The next part to consider is whether the graphical representation of the model is clear or not. Are the parts labeled clearly? Are the values present? Is there anything missing? Is the optimal path obvious? Do you know what the errors are? Is the model interesting? There are a number of different considerations, but the main outcome of this milestone is to experiment to discover the best way to answer your research question.

Milestone Three: Revise and Evaluate Decision Analysis Model

In this milestone, you will perform and evaluation of your decision model and revise your decision model as needed. Evaluation examples are if you are performing a bottom-up style recursive partitioning analysis, you should report on the error rate and variable selection. You might also consider alternative variable categorizations to improve your model. If you are performing a top-down decision tree modeling exercise, what are the threshold values that cause the tree to flip? You should perform sensitivity analysis on the critical variables in your tree and report what those sensitivity analyses are telling you. For either style of modeling, what makes your tree stronger? What breaks the model?

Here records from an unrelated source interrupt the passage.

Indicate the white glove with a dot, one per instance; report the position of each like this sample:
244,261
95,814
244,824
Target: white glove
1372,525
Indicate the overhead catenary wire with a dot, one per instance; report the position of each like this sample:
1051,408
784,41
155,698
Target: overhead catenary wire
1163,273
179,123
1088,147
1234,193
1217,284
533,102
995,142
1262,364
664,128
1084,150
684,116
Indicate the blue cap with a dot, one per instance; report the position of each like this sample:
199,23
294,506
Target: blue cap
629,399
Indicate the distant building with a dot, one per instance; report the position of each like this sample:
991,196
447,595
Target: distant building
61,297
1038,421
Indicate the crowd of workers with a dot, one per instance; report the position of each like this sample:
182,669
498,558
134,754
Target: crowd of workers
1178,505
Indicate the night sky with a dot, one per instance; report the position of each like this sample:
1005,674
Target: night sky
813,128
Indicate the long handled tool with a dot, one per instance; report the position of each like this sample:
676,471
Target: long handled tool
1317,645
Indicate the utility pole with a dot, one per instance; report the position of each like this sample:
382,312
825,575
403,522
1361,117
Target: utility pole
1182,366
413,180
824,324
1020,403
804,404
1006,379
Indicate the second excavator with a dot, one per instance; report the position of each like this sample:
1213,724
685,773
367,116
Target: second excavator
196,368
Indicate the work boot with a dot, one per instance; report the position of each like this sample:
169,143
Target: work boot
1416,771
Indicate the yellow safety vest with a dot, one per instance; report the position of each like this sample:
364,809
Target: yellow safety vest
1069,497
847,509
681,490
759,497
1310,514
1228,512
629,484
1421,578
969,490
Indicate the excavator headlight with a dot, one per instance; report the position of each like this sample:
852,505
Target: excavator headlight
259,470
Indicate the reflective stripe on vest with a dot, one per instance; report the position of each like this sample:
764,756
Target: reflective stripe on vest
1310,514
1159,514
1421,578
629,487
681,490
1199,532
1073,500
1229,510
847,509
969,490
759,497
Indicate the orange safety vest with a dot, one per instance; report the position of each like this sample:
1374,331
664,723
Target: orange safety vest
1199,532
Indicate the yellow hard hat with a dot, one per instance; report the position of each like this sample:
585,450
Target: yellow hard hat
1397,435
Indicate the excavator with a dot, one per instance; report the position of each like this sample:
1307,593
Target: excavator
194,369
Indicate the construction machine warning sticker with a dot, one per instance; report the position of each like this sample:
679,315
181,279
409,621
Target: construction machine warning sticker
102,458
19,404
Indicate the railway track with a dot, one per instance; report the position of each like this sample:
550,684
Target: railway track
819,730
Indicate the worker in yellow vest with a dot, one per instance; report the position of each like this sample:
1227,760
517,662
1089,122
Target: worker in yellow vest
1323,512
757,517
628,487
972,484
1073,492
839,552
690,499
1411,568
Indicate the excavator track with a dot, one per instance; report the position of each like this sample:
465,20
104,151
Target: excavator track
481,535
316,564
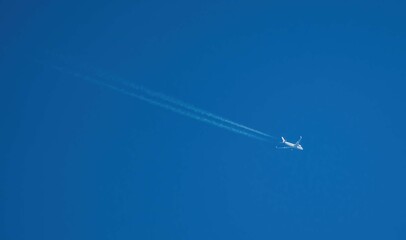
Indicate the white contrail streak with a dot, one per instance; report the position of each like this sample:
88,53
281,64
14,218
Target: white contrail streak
160,103
186,106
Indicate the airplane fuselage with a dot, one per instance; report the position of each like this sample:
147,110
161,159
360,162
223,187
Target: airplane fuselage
293,146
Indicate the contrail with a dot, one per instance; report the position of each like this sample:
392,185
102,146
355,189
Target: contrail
169,103
186,106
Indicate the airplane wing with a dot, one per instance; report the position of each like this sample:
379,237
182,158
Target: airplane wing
298,141
283,147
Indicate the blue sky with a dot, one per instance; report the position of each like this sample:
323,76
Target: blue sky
82,161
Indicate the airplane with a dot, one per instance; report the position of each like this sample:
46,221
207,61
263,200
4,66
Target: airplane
290,145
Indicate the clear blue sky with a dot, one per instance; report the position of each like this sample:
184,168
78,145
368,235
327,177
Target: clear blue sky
81,161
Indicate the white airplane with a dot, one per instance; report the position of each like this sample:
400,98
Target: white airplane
290,145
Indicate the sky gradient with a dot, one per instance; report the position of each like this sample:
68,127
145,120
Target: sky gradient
82,161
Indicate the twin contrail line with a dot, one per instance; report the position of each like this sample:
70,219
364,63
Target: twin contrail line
169,103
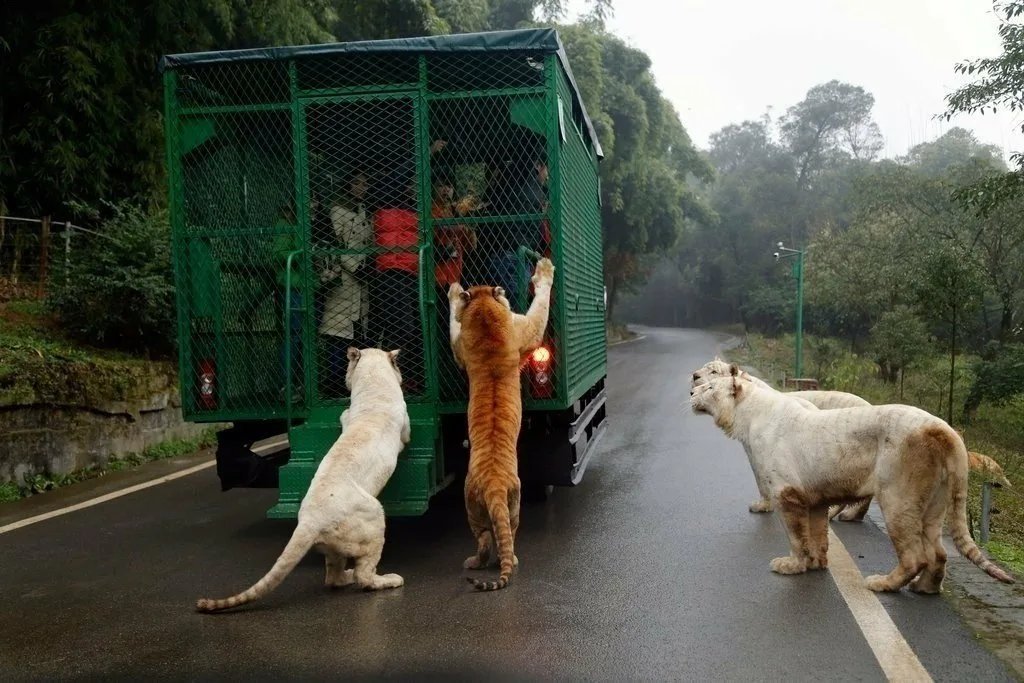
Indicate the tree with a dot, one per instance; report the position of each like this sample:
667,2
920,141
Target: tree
898,340
998,83
948,287
833,120
646,199
954,147
80,110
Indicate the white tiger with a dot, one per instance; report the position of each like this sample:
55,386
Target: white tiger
815,400
912,461
340,515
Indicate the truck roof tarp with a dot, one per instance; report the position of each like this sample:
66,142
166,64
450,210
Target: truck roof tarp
523,40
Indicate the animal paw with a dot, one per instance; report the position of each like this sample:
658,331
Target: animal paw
385,581
544,272
342,580
788,565
850,515
925,587
880,584
455,293
818,562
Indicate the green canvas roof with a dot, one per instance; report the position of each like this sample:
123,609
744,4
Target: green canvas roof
524,40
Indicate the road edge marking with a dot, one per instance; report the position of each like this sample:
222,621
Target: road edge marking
894,654
627,341
118,494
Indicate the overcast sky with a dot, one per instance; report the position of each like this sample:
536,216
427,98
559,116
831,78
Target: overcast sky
721,61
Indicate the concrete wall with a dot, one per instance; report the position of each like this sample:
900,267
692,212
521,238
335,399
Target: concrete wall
38,437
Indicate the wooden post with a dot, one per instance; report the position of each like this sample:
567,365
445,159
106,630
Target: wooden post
44,254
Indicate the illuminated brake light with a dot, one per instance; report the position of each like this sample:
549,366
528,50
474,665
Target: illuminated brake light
540,373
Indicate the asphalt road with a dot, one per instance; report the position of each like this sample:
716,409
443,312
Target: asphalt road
650,569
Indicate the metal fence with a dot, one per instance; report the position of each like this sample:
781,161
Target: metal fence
36,252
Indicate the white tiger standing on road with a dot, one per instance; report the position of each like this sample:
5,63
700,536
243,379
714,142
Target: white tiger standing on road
814,400
340,515
912,461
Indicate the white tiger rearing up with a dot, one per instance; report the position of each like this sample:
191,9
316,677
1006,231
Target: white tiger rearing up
340,515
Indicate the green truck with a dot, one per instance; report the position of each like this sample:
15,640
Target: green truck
325,196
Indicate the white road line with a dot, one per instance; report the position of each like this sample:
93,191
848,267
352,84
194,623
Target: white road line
124,492
894,654
627,341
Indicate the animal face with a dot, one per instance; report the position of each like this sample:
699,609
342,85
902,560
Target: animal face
461,299
710,371
719,398
368,360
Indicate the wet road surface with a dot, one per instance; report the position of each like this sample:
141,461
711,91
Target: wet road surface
650,569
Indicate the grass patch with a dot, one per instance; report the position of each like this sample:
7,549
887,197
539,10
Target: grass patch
40,483
39,365
1010,556
996,431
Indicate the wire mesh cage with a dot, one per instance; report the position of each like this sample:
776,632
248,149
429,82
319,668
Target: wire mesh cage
326,198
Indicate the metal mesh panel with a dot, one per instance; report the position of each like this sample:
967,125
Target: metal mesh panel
233,84
365,196
488,203
239,223
585,342
466,73
326,159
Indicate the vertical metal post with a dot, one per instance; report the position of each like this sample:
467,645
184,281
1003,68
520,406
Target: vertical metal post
67,250
986,506
44,254
800,314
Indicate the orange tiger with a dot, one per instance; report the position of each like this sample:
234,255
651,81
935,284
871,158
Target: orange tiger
488,341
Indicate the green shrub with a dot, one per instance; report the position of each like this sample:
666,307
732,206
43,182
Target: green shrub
120,287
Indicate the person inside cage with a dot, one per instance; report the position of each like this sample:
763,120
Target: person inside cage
346,306
395,292
517,189
286,241
451,242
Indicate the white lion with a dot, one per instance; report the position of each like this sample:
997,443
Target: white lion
340,515
814,400
913,462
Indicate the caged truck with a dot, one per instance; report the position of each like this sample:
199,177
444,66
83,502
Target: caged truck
324,197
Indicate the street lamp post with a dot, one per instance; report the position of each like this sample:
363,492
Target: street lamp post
798,272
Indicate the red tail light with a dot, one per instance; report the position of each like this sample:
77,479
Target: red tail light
539,370
207,384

• If you are performing a bottom-up style recursive partitioning analysis, you should report on the error rate and variable selection, and what you did to improve them. You might also consider alternative variable categorizations to improve your model. You might consider creating different versions of the same variable with slightly different categories and invoking them selectively in Rattle. You might consider making multiple models that represent different groups of variables to explain an answer to the research question slightly differently each way. You should also report shifts in the error rate and what that means when you do different things.

• If you are performing a top-down decision tree model, where are the threshold values that cause the tree to flip? Are there any? You have learned about sensitivity analysis at this point in class, so you should be able to identify the critical values for key variables in your tree and report what the sensitivity analyses are telling you. What happens when you include certain decision nodes in your tree but exclude others? Can you draw alternative trees that still answer the research question? What happens to the proportions and the outcomes? What method are you going to use to deduce the optimal path?

Generally, for any of these decision trees, what makes your tree stronger? What breaks the model? What kinds of variables do you wish you had but do not have data for? What is the best criticism of the tree that you drew? What are its limitations? What are its strengths? You do not need to answer all of these questions exhaustively, but can use them as launching points for your writing.